Beinart recommends that Obama get out in front of the issue, “control the race debate,” and make a policy pronouncement on ending race-based affirmative action, replacing it with class-based affirmative action. As Beinart sees it, “even racists can be wooed,” and this would help Obama connect.
Paradoxically, [Obama’s] best shot at deracializing the campaign is to explicitly make race an issue.
He can do that with a high-profile speech — and maybe a TV ad — calling for the replacement of race-based preferences with class-based ones. That would confront head-on white fears that an Obama administration would favor minorities at whites’ expense. It would be a sharper, more dramatic, way of making the point that Obama has made ever since he took the national stage (but which some whites still refuse to believe): that he represents not racial division but national unity. […]
Race isn’t going away as a factor in American life, of course. But the defining American problem of the 21st century may not be the “color line
,” as W.E.B. Du Bois suggested about the 20th. In an age of growing multiculturalism and growing economic inequality, it may be the class line instead. By calling for a different kind of affirmative action, Obama could acknowledge that profound change — and help propel himself to the White House at the same time.
There’s a reasonable case to be made for class-based affirmative action. Indeed, Beinart’s policy argument is relatively sound.
But Beinart’s campaign strategy isn’t working for me, in large part because I think he overestimates the perceptions of racists.

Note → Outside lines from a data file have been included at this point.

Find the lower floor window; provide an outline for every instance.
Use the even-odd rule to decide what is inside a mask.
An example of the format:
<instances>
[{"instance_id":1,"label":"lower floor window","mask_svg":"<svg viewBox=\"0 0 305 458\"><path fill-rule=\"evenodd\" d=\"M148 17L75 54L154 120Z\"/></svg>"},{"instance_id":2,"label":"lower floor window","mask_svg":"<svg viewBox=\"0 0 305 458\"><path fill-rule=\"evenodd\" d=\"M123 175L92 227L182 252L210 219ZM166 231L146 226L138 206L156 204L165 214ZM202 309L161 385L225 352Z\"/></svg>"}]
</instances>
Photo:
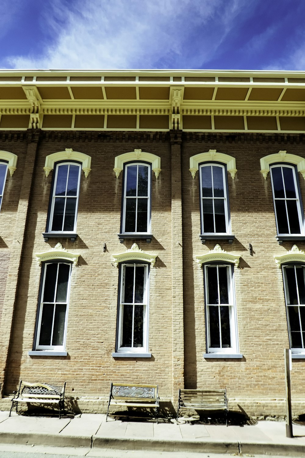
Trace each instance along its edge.
<instances>
[{"instance_id":1,"label":"lower floor window","mask_svg":"<svg viewBox=\"0 0 305 458\"><path fill-rule=\"evenodd\" d=\"M294 353L305 348L305 267L283 266L290 348Z\"/></svg>"},{"instance_id":2,"label":"lower floor window","mask_svg":"<svg viewBox=\"0 0 305 458\"><path fill-rule=\"evenodd\" d=\"M43 266L36 349L64 349L70 274L70 264L54 262Z\"/></svg>"},{"instance_id":3,"label":"lower floor window","mask_svg":"<svg viewBox=\"0 0 305 458\"><path fill-rule=\"evenodd\" d=\"M237 352L233 267L204 266L205 299L208 352Z\"/></svg>"},{"instance_id":4,"label":"lower floor window","mask_svg":"<svg viewBox=\"0 0 305 458\"><path fill-rule=\"evenodd\" d=\"M146 352L148 333L148 266L121 264L118 351Z\"/></svg>"}]
</instances>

Look, I have no idea how many voters are going to oppose Obama strictly on race, and how many more are going to rationalize other reasons to oppose Obama, when the animus really is driven by racism.
But I’m thinking about some of the racists that I’ve known (and even some that I’m related to) and I don’t think a policy shift on affirmative action is going to do the trick.
White, racist voters who oppose Obama do so because he’s black, not because he supports affirmative action. If you told those same white, racist voters that Obama now supports a class-based affirmative action system, most would probably respond, “Yeah, but he’s still a secret Muslim who doesn’t like the Pledge of Allegiance.”
“[E]ven racists can be wooed,” Beinart argues. Maybe, maybe not. But Obama is wooing them, with a stronger economy, a smarter foreign policy, a universal healthcare system, a cleaner environment, etc.
If a voter is prepared to put race above the interests of his/her self-interest and the strength of the country, a shift on affirmative-action policy isn’t likely to make much of a difference.